The histories of the patients work as a microcosm for wider societal problems, and the chief success of As You Were is the way it interweaves the personal and public. Covering as it does the many ways women (and men) have been mistreated by Irish society, the novel has a strong state-of-the-nation feel that grabs the reader from the beginning and refuses to let go.
But first, the Magpie. Sinéad's individual plight is symbolised, like Crow in Max Porter's Grief Is the Thing with Feathers, by a bird that appears to her after her diagnosis: "Everything filled up with her plumage, the terrifying whiteness of her breast." Porter's novel was successfully reworked for the stage in 2018 with a sell-out production starring Cillian Murphy. As You Were has a similar depth and nuance to it that could work well for adaptation.
Poet’s eye
Feeney, who teaches at NUI Galway and St Jarlath’s College, is best known for three poetry collections (Where’s Katie?, The Radio Was Gospel, Rise) and has also written a drama piece (Wrongheaded) for Liz Roche Company. Her work has been widely published and anthologised in Poetry Review, the Stinging Fly, The Irish Times, Copper Nickel, Stonecutter Journal and others. Her fiction has similarities to the brash, bright characterisation of writers such as Alan McMonagle and Jess Kidd, though Feeney eschews the surreal in favour of an all too real, brutal world.
Different forms are used effectively in her debut, and her poet’s eye comes through in the details: “She flew away, piercing her black arc through the sky blue.” As Sinéad struggles against her diagnosis, there’s great tension and energy in the narrative that’s matched in the prose: “Spring arrived, shy and reserved, with a little frost spite. Daffodils popped, snow fell, winds came, lambs dropped.” Elsewhere, the rage is palpable: “God is so overfuckingrated.”
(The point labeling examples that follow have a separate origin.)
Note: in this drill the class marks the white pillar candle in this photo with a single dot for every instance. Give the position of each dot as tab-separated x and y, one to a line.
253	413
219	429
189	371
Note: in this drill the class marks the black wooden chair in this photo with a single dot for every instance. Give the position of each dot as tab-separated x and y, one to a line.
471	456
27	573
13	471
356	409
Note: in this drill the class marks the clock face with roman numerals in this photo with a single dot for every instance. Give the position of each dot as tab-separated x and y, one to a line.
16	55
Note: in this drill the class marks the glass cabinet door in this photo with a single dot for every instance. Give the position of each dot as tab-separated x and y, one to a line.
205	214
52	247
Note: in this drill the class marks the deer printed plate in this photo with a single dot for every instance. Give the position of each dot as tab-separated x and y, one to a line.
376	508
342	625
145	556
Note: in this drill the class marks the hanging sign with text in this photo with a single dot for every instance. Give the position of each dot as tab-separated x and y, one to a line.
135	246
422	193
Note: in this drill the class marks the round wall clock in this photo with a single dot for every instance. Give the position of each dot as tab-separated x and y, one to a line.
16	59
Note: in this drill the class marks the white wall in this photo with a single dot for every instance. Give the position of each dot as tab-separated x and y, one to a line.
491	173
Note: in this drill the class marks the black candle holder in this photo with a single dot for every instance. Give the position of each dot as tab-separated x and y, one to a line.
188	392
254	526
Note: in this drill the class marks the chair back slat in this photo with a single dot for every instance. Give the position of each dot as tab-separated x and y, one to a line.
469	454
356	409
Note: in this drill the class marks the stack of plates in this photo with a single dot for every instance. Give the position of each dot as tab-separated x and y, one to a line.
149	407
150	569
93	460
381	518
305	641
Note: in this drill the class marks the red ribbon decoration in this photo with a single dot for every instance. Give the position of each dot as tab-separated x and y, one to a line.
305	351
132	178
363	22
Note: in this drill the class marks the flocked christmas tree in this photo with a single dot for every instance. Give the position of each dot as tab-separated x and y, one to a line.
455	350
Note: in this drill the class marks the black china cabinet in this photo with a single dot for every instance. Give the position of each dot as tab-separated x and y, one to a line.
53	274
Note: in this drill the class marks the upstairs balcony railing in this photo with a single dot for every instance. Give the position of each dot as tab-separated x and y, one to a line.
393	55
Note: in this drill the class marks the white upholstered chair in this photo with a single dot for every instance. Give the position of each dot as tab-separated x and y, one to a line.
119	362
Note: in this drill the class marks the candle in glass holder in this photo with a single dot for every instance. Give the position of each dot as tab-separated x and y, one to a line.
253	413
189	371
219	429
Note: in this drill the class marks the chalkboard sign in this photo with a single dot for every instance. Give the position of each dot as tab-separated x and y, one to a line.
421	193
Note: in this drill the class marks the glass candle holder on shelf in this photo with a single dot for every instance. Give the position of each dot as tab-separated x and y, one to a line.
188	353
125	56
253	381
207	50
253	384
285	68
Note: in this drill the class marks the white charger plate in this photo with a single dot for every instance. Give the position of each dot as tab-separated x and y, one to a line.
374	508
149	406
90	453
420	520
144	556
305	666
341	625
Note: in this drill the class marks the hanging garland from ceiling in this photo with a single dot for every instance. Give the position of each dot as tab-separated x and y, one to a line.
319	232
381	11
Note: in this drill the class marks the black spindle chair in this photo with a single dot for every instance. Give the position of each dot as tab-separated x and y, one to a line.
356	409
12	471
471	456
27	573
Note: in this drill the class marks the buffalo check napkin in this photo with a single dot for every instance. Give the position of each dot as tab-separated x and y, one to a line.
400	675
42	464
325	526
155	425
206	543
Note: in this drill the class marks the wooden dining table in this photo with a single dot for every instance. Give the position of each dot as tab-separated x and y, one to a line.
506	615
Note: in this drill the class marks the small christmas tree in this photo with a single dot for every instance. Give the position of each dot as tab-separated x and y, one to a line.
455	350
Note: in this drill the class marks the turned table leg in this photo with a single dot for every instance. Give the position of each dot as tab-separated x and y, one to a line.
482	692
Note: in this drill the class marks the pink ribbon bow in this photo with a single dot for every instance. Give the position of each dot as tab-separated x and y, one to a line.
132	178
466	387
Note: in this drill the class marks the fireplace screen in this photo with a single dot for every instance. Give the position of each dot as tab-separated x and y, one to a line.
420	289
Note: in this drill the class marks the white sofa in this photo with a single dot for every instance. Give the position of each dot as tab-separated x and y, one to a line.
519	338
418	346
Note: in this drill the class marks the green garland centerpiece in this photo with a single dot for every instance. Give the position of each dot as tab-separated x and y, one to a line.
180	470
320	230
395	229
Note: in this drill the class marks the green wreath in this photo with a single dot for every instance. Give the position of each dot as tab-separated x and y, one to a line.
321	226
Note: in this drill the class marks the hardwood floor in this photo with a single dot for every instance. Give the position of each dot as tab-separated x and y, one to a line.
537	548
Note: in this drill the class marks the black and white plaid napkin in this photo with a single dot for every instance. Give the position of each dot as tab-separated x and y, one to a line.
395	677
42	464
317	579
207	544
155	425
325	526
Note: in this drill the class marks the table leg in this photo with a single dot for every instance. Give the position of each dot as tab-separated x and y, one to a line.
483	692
In Sinéad, Feeney has created a remarkable protagonist, a self-made property developer whose characteristics and backstory are traditionally assumed to be masculine in nature (and all too often in fiction.) She is, in no particular order, a property developer, a mother, a wife, a daughter with a miserable McGahern-esque father, a friend to the people on the ward, a woman who is dying.
Mental toll
Feeney is excellent on the physical aspects of cancer – “All pain ends at ten” – and on the doctors who decide everything without her at a “Round Table Meeting”, but the heart of the book is the mental toll on the patient. A woman who has closed herself off emotionally is cracked open by illness. It leaves her vulnerable, utterly dependent, pleading with her husband to help her escape home:
“I begged and I told him I can’t be a prisoner. That is not who I am. And that a taxi driver can’t be paid in red lipstick and blobfish slippers, that I am, for all accounts, entirely poor. Which is ironic. But devastating.”
For all its cruel awakenings, As You Were is also about friendship and community – a strong bond develops between Sinéad and two elderly women on the ward – that has plenty of laughs along the way. The busyness of the opening section, where we meet too many characters at once, transitions smoothly into daily life on the ward, where stories of single mothers, laundries, homosexuality and abortion are all vividly rendered and interspersed with the ordinary realities of dying:
“‘Like if I were to die suddenly you need to make a hair appointment immediately. I’m a state,’ I said, as I grabbed a fistful of my brassy yellow hair in my hand.”
As You Were offers meditations on life and death from the coalface. Fierce and insistent, its stories continue to burn brightly long after reading.